Jack kept the cigarettes he stole from his dad at the bottom of his vinyl school bag underneath virgin textbooks and teenage boy detritus. We smoked them in the paddock that marked the halfway point between our houses. In an untamed hedge and using grass clippings from the paddock’s slashing we made that autumn’s cubby house where we perfected smoke rings and discussed girls. After he finished his cigarette, one name always made Jack unknowingly tie the fresh green stalk of a weed’s regrowth into a knot after making a big heart-shaped loop. I never told him that I noticed.
by G.J. Williams
As for the smoking crater at the centre of your being, it’s lost among foreign wars, localised tumours; divorces, evictions. That it still smoulders is testament enough; whatever was there must have taken some destroying. But we know, don’t we? We know what was there and how much it took to destroy it. So very little it ought to be sad. But it’s not sad, is it? Too few losses for it to be deemed sad.

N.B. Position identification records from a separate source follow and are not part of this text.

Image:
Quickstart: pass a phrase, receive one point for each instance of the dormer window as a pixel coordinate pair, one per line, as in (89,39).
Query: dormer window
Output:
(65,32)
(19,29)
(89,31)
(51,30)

The cigarettes in your coat pocket were soaked, and there’s no accounting for your neighbour’s taste in music, loud and piercing as it is.
by Adam Conner
“Look,” she tells me, sitting here in a cafe we’d never been to before, in clothes that she no doubt wore the night before, thumbing her purse strap she’d yet to take off, circling the straw in her water (the only thing she ordered), checking her phone as if she received a message she’d been waiting for this entire time, still wearing her sunglasses as if she didn’t want to see me, she tells me, “We need to talk,” but we already have.
Adam Conner’s piece ‘Blind Date’ is a near perfect example of microfiction’s ability to encapsulate everything in almost nothing.